Shared by firm partner, Kenneth Rhoden, Esquire, a death penalty qualified criminal defense attorney, Florida Rules of Criminal Procedure 3.112.
*This story uses no names and some of the facts have been changed to protect the privacy of the participants.*
The Defendant had a prior record and he scored mandatory prison on the Criminal Punishment Code scoresheet. The State Attorney, feeling justifiably confident in his case, offered only a stiff prison sentence as a plea bargain. Feeling the Defendant had nothing to lose I set this for trial.
Sometimes officers are suddenly unavailable for trial and a case gets dismissed or evidence was lost or another unlikely event happens. In this case, the cocaine had been sent to the Florida Department of Law Enforcement Lab which confirmed it was indeed cocaine. The State Attorney smoothly introduced the cocaine into evidence over my repeated, but correctly overruled, objections. Then the officers were called to testify.

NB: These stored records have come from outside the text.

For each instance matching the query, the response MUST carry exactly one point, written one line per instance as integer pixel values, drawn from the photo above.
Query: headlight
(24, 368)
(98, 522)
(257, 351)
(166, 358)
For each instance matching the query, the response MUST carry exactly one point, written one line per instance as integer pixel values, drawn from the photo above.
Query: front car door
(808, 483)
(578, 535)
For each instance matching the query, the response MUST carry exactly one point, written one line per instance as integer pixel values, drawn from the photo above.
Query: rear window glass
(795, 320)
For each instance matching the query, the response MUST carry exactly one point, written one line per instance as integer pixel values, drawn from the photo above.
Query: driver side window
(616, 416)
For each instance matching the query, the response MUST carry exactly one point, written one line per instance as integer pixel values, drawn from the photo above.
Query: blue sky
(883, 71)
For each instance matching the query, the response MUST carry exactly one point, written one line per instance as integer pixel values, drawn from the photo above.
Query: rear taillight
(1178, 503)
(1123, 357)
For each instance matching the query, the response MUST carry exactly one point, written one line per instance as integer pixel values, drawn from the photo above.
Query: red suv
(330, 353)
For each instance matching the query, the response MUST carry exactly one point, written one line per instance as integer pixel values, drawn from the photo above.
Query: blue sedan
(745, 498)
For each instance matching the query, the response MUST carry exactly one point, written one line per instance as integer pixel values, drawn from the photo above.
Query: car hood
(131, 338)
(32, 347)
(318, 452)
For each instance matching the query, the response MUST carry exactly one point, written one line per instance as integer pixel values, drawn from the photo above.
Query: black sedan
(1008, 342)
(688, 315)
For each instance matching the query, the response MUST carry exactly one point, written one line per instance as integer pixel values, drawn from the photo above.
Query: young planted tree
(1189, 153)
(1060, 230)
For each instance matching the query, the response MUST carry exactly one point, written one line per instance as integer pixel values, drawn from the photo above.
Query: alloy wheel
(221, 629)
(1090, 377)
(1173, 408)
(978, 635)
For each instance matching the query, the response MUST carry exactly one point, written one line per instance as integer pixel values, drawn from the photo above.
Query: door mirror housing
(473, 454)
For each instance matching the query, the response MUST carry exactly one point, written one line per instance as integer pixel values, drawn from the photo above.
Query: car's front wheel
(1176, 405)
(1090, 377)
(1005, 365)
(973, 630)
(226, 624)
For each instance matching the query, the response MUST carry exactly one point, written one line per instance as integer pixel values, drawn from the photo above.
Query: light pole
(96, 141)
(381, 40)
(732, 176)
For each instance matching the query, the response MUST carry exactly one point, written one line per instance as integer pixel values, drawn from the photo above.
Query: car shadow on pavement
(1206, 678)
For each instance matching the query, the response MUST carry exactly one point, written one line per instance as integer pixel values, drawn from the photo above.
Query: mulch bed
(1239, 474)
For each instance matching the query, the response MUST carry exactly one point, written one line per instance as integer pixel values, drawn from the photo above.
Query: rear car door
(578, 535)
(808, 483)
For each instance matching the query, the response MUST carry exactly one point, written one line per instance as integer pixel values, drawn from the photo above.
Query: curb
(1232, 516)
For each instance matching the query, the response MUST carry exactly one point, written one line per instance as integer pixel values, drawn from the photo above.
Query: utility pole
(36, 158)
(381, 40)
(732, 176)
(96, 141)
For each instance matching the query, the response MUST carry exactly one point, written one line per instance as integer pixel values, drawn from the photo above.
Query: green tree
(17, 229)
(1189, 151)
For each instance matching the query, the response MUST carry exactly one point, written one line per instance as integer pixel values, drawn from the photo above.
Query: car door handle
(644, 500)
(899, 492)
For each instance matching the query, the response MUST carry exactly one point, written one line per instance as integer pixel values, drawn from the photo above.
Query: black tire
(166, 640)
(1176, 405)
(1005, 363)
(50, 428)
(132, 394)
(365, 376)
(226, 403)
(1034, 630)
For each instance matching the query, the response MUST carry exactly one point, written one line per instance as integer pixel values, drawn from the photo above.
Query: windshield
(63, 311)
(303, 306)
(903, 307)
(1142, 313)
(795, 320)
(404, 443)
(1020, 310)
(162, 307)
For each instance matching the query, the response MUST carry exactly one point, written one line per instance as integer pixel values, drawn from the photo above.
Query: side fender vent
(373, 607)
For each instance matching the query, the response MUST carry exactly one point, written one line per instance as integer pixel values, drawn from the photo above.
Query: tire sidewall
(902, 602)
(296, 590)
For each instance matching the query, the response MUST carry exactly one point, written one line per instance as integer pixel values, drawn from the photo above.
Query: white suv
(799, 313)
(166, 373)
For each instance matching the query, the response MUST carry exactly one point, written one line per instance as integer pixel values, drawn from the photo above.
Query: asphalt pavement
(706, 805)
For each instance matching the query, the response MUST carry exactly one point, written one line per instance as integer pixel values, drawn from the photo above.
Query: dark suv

The first officer strutted into the court room with a smirk on his face. On direct examination, the officer was arrogant and all but rolled his eyes letting everyone know that this trial was a waste of his precious time. Despite this the officer completely explained the events to the Jury and there was no doubt the Defendant committed the crime. While the officer was disdainful of the State Attorney on direct examination he was openly hostile to me on cross examination. No case is hopeless. It might be a very tough case but you should never give up.

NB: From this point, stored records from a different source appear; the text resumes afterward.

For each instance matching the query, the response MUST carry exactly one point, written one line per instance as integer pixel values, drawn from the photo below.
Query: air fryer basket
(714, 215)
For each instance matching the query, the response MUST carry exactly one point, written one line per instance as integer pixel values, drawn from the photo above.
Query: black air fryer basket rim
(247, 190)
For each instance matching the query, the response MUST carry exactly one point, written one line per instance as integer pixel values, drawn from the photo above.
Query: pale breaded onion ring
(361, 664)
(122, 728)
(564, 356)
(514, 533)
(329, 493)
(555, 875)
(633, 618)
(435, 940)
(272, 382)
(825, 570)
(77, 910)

What was reported as happened: Two law enforcement officers were on motorcycles when they spotted a car parked behind a closed business. They decided to check and see if any crime was taking place. The officers parked a distance behind the car and approached from behind, one officer on each side of the car, the suspect was engrossed in what he was doing and did not notice the officers approaching.
The officers positioned themselves on each side of the car, looking in the windows. The officers could clearly see the suspect smoking crack cocaine from a pipe. After watching the suspect for a few minutes the officers knocked on the side of the car. The startled suspect surrendered peacefully and admitted he had been smoking crack cocaine and pipe and arrested the suspect for possession of cocaine and possession of paraphernalia.

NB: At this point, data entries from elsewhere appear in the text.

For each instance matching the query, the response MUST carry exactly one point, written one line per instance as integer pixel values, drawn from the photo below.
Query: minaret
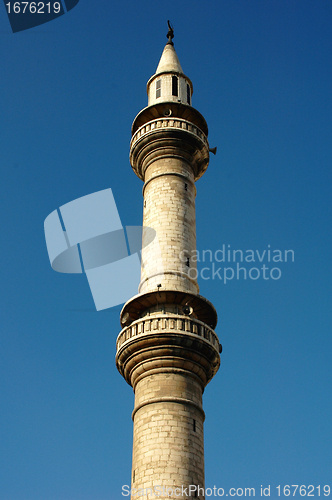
(168, 350)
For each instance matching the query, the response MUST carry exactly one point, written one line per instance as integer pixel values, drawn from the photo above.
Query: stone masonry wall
(168, 436)
(169, 208)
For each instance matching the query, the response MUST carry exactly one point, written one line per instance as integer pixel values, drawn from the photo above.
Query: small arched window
(175, 86)
(158, 88)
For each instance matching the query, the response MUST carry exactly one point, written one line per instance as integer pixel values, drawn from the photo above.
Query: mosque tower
(168, 350)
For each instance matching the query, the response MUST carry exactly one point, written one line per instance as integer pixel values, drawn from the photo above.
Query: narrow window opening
(158, 88)
(175, 86)
(188, 93)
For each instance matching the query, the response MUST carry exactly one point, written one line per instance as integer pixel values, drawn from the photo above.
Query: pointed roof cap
(169, 61)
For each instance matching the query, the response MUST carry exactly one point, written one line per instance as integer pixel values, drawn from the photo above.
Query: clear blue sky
(70, 89)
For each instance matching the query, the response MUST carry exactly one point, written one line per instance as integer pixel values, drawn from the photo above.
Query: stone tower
(168, 350)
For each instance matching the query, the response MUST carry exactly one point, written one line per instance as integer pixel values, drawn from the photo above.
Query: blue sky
(70, 89)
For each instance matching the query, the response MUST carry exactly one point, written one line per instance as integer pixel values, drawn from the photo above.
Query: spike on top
(170, 34)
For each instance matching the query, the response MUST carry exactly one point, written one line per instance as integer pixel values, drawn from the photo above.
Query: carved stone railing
(170, 123)
(171, 323)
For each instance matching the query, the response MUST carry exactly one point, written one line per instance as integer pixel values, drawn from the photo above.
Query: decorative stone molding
(164, 322)
(169, 123)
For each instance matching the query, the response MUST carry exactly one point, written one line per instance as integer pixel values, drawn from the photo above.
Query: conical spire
(169, 83)
(169, 61)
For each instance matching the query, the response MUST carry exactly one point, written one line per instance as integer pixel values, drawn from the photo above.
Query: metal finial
(170, 34)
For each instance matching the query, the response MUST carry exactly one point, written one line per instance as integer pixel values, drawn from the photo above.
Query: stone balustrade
(168, 122)
(173, 324)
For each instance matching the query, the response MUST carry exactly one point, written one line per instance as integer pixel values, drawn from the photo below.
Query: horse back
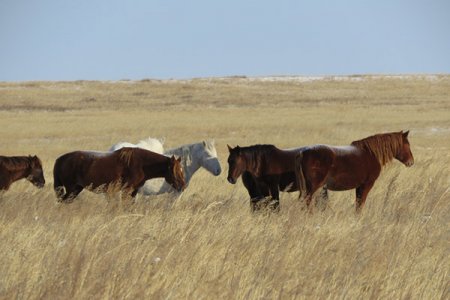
(88, 167)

As unpleasant the officer became, the more polite I became. When his testimony was over the officer left the courtroom as he had arrived. The testimony of the second officer was a carbon copy of the first. By the facts of the case the client was guilty.
After short closing argument by the State and closing argument by the defense the Jury left the courtroom to deliberate. I expected a quick verdict. Sure, enough in fifteen (15) minutes the jury had a verdict, Not Guilty.
This event is commonly called a “Jury pardon” and it is a rare event. In this case the Defendant was very lucky. A trial is a complex event in which the unexpected can happen. This case shows you should never give up and when you have nothing to lose, always roll the dice.